Editoriale. Nel Golfo la partita tra Usa e Cina si gioca sulle tecnologie. Chi vincerà?

Eleonora Ardemagni martedì 24 settembre 2024

Arabia Saudita ed Emirati Arabi Uniti non perdono occasione di mostrare quanto sia affollato il loro “album” di amicizie internazionali: Stati Uniti ma anche Russia, Cina ma anche India e molti altri compresi, in ordine sparso, i Paesi europei.
Trainato dall’export di petrolio e gas, il multipolarismo del principe ereditario saudita Mohammed bin Salman e del presidente emiratino Mohammed bin Zayed sembra non conoscere limiti. E questo ha complicato la storica alleanza con gli Stati Uniti: la relazione con la Cina, all’inizio solo energetica, è così cresciuta da divenire partnership strategica, proprio ora che americani e cinesi competono per l’egemonia globale. Nei giorni scorsi, Arabia Saudita ed Emirati hanno accolto il primo ministro cinese per consolidare i rapporti bilaterali e il regno saudita ha introdotto l’insegnamento della lingua cinese nelle scuole, già diffuso negli Emirati. Abu Dhabi parteciperà come membro al vertice di ottobre dei Paesi Brics in Russia, a cui è stato invitato anche Mohammed bin Salman.

Tutto perduto, dunque, per gli Stati Uniti? A ben guardare, l’ostentato multipolarismo di Arabia ed Emirati conserva ancora qualche freno.

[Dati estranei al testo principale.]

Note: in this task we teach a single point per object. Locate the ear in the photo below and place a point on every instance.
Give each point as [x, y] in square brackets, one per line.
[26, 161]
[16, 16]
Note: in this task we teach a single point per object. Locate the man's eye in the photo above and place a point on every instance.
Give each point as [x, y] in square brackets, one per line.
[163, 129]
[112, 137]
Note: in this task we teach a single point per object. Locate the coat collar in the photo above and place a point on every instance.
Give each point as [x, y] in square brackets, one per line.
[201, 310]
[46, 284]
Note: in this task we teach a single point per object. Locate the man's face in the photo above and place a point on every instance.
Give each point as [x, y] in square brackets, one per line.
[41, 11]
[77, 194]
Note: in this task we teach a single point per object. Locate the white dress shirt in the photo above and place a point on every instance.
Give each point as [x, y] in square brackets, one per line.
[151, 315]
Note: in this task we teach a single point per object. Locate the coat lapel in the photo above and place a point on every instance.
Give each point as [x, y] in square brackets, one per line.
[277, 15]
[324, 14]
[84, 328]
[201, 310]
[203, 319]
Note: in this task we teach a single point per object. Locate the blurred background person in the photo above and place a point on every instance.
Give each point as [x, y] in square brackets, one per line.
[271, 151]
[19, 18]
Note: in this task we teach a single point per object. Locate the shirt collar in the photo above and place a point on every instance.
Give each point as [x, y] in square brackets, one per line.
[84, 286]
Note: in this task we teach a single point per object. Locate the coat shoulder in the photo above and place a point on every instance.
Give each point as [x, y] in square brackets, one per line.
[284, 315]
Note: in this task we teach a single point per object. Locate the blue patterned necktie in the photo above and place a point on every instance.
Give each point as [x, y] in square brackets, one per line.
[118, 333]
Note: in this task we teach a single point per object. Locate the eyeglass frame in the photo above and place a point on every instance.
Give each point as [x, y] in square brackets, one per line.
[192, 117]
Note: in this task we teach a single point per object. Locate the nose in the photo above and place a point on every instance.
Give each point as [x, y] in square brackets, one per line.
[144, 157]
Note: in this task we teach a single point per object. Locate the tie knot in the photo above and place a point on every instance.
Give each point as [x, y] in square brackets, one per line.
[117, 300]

Ed è lì che gli americani possono arginare la penetrazione cinese nel Golfo. Infatti, in alcuni settori-chiave come tecnologie avanzate e intelligenza artificiale (IA), Riyadh e Abu Dhabi, in affari sia con compagnie americane che cinesi, fanno sempre più fatica a mantenersi in equilibrio tra i due rivali. Anche le capitali arabe del Golfo stanno investendo in tecnologie avanzate e IA. È l’effetto della diversificazione economica dagli idrocarburi: le nuove tecnologie sono applicabili a tutti i contesti, dai più quotidiani (trasporti e logistica, sanità) ai più sensibili (sicurezza e difesa). Il punto è che sauditi ed emiratini non si accontentano di “esserci”, ma intendono primeggiare, come evidenzia il Global Summit AI svoltosi a Riyadh il 10-12 settembre. Nel 2017, gli Emirati sono stati i primi a nominare un ministro per l’intelligenza artificiale e l’Arabia Saudita ha istituito un fondo da 100 miliardi di dollari per trasformare la sua AI Strategy in realtà, a cominciare dalle infrastrutture digitali di Neom, l’avveniristico progetto urbano nel deserto.

Adesso il Golfo rischia però il cortocircuito geopolitico fra Stati Uniti e Cina, avendo fin qui giocato forte su entrambi i tavoli. Washington teme infatti che i cinesi possano accedere e reimportare le sue tecnologie da Paesi terzi. Le monarchie non possono permettersi di essere tagliate fuori dalle innovazioni americane, né ai sauditi conviene complicare ora le trattative per il nuovo patto di difesa con Washington. Lo spirito multipolare allora vacilla.

Il caso della compagnia saudita Alat è emblematico. Pochi mesi fa Alat ha firmato un accordo con Dahua, la principale compagnia cinese di tecnologie per la sorveglianza: Dahua è però sotto sanzioni da parte americana per “minaccia alla sicurezza nazionale”. Davanti al disappunto Usa, i vertici di Alat hanno allora pubblicamente dichiarato che, qualora gli americani lo chiedessero, sarebbero pronti a disinvestire dalla Cina. Esattamente ciò che è già accaduto agli Emirati Arabi la primavera scorsa, quando la compagnia di IA del fratello di Mohammed bin Zayed, G42, ha disinvestito dalla Cina trasferendo gli asset in un altro fondo, dopo le insistenti pressioni dell’amministrazione Biden e del Congresso americano. Firmando subito dopo un ricco contratto con Microsoft.
Quando le monarchie del Golfo vengono messe alle strette dagli americani, esse scelgono, ancora, Washington, pur di non compromettere i loro ambiziosi progetti di leadership tecnologica. Perché realizzarli significa, anche, leadership militare. Per Arabia Saudita ed Emirati, il multipolarismo è bello (e utile) fino a quando non compromette gli ambiziosi obiettivi nazionali. Una consapevolezza che può aiutare gli Stati Uniti nella partita, lunga e difficile, con la Cina per l’influenza nel Golfo.